Nikki Haley rejects third-party No Labels presidential bid, says she wouldn’t be able to work with a Democratic VP

Nikki Haley rejected the idea of running for president on the No Labels third-party ticket as the Republican nomination moves further out of reach with every GOP primary loss.

During a roundtable with journalists ahead of a rally in Washington, D.C., Friday, Haley denied she’d ever talked with No Labels about a possible candidacy and dismissed the group’s efforts to reach out as “smoke signals.” 

“All the talk about the independent No Labels, all that — I haven’t talked to anybody about that,” Haley told reporters. “I know that they have sent smoke signals, but I’m a Republican.”

No Labels plans to meet virtually after next week’s Super Tuesday contests to decide whether it will go forward with plans to give ballot access to a “unity ticket” with a Republican and a Democrat. The group also floated the possibility of a presidential ticket that would include a Republican and an independent, rather than a Democrat. The group has expressed some interest in putting Haley at the top of the ticket. 

The former South Carolina governor and former ambassador to the United Nations has consistently rejected a third-party bid, and on Friday she discussed her opposition to the idea.   

“If I were to do No Labels, that would require a Democrat vice president. I can’t do what I want to do as president with a Democrat vice president.”

Haley indicated that a bipartisan ticket would not be feasible for her because her policies would be incompatible with those of a Democratic running mate. 

“I want to shrink the size of the government and get it efficient,”  Haley told reporters. “I want to make sure that we get our kids reading again by putting more of those federal funds pushing it down to the state level, from education to health care to welfare, mental health. I want to take all of that out of the scene and send it to the state. I can’t do that with a Democratic vice president.”

Haley also said that she’s on a mission to save the country from a Trump-Biden election.

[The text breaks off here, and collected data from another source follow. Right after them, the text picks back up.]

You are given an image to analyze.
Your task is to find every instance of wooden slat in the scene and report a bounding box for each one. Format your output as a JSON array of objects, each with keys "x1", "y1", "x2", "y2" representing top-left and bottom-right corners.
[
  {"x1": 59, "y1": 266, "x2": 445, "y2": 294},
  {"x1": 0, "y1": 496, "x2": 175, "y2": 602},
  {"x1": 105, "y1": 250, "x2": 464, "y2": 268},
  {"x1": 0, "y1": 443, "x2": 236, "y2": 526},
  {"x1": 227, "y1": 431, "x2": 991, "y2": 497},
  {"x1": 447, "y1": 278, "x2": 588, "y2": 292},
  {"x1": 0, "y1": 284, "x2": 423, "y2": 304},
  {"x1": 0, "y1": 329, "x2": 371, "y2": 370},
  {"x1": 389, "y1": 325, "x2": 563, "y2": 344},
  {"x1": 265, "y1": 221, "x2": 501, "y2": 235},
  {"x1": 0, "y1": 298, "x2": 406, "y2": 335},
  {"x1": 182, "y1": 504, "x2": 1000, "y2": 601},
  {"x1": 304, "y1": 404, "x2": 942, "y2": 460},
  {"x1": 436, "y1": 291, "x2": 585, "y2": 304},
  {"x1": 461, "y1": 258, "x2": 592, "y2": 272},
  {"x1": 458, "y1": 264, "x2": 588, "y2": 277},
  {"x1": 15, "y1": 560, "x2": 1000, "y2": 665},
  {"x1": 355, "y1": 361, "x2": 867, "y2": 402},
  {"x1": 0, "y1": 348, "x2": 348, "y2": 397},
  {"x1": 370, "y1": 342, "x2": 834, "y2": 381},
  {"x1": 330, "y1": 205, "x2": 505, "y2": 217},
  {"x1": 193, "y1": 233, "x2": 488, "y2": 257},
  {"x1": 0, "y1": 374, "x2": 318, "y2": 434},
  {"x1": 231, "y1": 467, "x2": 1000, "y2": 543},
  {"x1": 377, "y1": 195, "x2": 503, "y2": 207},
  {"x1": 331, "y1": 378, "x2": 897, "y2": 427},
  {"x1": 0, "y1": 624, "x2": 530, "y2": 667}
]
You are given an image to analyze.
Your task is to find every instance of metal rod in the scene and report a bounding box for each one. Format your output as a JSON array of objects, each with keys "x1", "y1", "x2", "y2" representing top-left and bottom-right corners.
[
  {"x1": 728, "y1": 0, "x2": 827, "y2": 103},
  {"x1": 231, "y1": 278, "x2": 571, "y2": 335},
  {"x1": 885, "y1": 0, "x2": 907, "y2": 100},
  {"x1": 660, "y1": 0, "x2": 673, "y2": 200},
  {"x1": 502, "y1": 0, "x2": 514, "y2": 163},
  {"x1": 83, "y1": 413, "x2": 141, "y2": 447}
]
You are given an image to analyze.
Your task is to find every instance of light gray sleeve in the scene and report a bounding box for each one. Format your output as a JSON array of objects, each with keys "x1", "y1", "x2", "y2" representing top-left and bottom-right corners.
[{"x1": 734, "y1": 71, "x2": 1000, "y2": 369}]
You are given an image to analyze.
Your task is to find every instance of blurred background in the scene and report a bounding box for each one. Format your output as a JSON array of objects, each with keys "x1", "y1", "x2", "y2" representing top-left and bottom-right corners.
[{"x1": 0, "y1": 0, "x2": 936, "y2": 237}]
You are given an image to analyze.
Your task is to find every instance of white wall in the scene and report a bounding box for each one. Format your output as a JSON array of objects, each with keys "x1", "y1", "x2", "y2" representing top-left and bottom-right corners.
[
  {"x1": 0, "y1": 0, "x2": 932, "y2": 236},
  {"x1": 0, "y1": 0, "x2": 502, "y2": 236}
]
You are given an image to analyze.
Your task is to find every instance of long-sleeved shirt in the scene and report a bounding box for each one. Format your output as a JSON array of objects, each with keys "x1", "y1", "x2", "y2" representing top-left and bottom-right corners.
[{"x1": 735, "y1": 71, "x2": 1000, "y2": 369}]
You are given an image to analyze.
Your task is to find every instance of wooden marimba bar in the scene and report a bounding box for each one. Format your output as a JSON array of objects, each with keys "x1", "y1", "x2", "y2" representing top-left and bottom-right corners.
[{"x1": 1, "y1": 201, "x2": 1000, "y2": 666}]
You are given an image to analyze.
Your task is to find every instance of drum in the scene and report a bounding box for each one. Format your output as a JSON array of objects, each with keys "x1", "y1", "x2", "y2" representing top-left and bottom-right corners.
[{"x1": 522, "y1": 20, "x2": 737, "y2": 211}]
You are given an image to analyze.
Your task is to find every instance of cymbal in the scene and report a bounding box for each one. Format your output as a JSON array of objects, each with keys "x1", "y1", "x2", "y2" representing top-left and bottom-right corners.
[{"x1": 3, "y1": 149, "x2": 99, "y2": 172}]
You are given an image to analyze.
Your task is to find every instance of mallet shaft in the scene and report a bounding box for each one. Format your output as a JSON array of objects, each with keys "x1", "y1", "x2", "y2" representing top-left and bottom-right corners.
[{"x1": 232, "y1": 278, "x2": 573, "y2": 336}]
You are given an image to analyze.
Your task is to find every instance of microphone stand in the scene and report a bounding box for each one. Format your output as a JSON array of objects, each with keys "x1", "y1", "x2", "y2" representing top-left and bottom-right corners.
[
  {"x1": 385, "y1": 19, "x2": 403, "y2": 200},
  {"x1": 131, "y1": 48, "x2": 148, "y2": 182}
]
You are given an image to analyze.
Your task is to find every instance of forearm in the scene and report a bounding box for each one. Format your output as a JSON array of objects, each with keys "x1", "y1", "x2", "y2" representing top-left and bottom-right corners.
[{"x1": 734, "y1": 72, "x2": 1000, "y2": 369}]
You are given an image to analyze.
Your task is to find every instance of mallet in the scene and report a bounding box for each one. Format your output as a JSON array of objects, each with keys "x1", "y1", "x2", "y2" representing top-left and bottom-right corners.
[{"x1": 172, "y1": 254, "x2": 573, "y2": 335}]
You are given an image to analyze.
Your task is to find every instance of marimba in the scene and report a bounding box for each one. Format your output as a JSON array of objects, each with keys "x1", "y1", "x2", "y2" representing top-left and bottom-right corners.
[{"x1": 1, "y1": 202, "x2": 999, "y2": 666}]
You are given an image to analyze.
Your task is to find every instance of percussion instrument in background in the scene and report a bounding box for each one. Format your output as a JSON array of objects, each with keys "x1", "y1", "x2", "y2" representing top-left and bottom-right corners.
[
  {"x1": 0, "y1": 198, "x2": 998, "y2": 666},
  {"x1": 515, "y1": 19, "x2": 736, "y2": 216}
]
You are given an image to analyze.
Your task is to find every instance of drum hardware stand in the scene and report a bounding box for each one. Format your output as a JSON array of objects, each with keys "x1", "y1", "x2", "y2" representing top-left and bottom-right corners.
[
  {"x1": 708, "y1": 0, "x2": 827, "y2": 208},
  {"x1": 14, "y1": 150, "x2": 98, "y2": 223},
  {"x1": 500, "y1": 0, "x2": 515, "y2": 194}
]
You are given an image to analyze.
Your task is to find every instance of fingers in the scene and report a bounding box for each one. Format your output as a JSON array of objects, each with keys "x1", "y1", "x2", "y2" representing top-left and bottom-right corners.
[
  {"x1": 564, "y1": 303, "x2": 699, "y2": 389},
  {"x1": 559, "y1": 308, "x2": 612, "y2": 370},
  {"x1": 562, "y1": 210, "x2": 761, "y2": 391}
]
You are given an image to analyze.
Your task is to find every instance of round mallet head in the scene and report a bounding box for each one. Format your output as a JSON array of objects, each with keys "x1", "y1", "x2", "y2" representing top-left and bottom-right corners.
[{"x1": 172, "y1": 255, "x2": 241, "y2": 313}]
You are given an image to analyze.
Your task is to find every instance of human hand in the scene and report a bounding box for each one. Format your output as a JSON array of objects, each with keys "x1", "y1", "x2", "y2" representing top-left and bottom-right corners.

In the final stretch before Super Tuesday next week, when the largest number of states will vote during the primary campaign, the former South Carolina governor has been on a campaign swing across the country. She has not won any of the nominating contests but declined to comment about whether she planned to continue her campaign beyond March. 5. 

“I don’t look all the way down the road,” Haley told reporters. “I’ve never been like that all of my life. I’m certainly not doing that in this election.”